First Woman General Officer in U.S. Armed Forces

Anna Mae McCabe Hays was the first woman general officer of the U.S. Armed Forces and the 13th Chief of the Army Nurse Corps. Her contributions to the Army improved care for patients and opportunities for women.

Born in Buffalo, N.Y., on Feb. 16, 1920 to Salvation Army officer parents, Hays long wanted to become a nurse. The family moved to Allentown, Pa., in 1932.  After high school, Hays attended Allentown General Hospital School of Nursing, graduating in 1941. She later earned a BS in Nursing from Columbia University and MS in Nursing from Catholic University of Washington, DC. 

Hays entered the Army in 1942 and rose to lead the Army Nurse Corps and achieve the highest rank possible for women of her time. She retired in 1971, as the 13th Chief of the Army Nurse Corps at the rank of brigadier general.

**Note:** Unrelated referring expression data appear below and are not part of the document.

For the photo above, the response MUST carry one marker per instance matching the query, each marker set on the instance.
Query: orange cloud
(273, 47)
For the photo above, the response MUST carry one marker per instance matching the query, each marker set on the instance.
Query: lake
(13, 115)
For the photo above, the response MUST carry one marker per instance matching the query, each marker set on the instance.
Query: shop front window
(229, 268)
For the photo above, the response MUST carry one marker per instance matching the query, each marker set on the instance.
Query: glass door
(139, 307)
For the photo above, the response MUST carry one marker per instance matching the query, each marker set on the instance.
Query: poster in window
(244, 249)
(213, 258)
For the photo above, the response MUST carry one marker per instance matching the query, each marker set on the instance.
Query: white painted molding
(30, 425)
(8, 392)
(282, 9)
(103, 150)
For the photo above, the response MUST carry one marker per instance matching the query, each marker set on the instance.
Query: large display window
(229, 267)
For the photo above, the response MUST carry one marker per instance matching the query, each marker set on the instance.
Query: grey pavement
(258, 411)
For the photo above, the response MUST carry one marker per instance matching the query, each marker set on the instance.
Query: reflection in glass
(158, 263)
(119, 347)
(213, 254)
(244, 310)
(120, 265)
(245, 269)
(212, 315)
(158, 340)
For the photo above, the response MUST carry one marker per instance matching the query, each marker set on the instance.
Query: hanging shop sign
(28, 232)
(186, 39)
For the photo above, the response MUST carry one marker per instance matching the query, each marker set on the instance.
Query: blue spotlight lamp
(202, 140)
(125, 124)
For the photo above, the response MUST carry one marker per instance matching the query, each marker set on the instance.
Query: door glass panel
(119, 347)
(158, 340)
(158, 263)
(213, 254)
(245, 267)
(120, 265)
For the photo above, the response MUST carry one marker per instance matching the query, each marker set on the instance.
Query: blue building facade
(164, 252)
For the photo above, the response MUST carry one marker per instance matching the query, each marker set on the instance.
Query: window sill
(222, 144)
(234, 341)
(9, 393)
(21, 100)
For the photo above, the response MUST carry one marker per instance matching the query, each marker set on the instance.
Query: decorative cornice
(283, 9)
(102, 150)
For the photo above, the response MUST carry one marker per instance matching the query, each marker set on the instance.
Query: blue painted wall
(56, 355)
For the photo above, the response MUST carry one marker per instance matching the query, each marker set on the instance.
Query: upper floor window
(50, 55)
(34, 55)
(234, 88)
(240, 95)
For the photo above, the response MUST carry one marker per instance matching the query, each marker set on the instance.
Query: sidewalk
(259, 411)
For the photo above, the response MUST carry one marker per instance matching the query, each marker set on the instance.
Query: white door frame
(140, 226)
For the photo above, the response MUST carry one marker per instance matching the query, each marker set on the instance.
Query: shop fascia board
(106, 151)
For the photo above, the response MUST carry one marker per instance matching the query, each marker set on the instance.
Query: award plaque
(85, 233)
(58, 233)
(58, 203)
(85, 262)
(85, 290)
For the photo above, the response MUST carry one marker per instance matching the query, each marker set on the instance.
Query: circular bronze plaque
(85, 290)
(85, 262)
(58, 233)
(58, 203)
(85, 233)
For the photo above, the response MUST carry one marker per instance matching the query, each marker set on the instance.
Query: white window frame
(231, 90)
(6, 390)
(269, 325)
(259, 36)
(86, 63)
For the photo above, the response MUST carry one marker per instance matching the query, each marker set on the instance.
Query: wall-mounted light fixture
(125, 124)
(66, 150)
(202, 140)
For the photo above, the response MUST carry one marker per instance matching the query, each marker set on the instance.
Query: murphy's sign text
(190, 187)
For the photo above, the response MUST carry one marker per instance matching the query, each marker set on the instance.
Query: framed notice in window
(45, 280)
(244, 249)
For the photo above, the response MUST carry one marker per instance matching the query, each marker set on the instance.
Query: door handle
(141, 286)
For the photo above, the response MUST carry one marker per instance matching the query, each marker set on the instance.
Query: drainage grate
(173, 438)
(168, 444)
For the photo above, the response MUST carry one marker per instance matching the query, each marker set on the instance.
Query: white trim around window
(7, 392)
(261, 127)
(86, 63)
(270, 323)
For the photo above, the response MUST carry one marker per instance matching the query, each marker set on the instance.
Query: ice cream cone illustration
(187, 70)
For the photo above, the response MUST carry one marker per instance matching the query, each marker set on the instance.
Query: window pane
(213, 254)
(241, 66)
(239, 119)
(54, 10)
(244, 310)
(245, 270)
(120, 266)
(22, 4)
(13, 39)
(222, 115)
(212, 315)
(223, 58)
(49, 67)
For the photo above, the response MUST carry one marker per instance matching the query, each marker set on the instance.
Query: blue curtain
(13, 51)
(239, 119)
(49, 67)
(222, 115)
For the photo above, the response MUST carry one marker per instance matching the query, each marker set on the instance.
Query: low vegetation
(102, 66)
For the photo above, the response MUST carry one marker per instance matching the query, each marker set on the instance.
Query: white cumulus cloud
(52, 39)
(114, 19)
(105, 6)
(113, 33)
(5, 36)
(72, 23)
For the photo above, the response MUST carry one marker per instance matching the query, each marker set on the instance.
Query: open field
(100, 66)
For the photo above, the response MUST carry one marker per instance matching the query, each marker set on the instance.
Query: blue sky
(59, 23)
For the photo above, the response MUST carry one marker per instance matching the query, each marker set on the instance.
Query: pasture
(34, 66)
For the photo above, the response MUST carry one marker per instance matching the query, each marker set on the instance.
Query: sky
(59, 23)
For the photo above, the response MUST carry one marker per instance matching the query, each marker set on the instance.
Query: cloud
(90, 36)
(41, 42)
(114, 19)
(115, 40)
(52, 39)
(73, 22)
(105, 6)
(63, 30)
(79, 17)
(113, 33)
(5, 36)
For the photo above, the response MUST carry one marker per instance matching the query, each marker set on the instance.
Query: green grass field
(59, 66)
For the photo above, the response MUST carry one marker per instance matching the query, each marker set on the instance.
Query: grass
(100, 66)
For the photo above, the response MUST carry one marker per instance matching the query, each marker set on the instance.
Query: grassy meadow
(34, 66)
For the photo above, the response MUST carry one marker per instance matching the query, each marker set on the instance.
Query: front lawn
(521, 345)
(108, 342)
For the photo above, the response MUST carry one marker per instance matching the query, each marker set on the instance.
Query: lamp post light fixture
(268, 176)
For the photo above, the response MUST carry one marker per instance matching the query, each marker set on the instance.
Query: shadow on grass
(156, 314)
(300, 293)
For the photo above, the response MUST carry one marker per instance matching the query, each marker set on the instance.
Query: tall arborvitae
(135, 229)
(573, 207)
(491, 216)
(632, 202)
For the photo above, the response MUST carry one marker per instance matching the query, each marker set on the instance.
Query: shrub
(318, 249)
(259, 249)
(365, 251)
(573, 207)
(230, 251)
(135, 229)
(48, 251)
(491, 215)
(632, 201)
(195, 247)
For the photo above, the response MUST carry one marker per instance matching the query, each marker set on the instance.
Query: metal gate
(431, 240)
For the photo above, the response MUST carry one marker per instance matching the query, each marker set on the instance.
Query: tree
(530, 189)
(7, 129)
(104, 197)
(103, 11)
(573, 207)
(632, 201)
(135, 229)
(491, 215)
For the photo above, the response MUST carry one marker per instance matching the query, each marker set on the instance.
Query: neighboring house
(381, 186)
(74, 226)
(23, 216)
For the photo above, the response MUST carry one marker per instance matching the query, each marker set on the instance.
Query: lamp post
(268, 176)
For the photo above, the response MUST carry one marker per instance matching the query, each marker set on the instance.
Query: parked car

During her 30-year Army career, Hays cared for the ill and injured of every rank, from the most junior soldiers to the commander in chief.  She tended to patients in primitive conditions in India during World War II with the 20th General Hospital; in frigid Korea with the 4th Field Hospital; and at stateside hospitals, including Walter Reed, where Hays was head nurse of the Emergency Room. When President Dwight D. Eisenhower was hospitalized at Walter Reed, Hays was one of three private nurses assigned to his care. She developed a friendship with the Eisenhower family that lasted decades.

Hays had provided front line care in two wars when she was sworn in on Sept. 1, 1967 as the 13th Chief of the Army Nurse Corps. In that role, Hays worked to increase the number of nurses in the Army, their educational opportunities and nursing standards, and recommended changes that allowed women to remain in the Army during and after pregnancy.

On June 11, 1970, Hays and Elizabeth Hoisington, Director of the Women’s Army Corps, were promoted to brigadier general, the first women to wear stars. Hays’ star was pinned on first in the ceremony, making her the first female general officer.  Brig. Gen. Hays retired from the Army on Aug. 31, 1971. Her awards include the Distinguished Service Medal and the Legion of Merit with Oak Leaf Cluster.

Brig. Gen. Hays died on Jan. 7, 2018 at Knollwood Retirement Facility in Washington, D.C. at the age of 97. She was buried with full military honors in Grandview Cemetery, Allentown, Pa. Her husband, William A. Hays, died in 1962.

A scholarship in her name was established at Northampton Community College Foundation, 3835 Green Pond Road, Bethlehem, PA 18020.

In March 2018, Brig. Gen. Hayes was inducted into the U.S. Army Women’s Foundation Hall of Fame.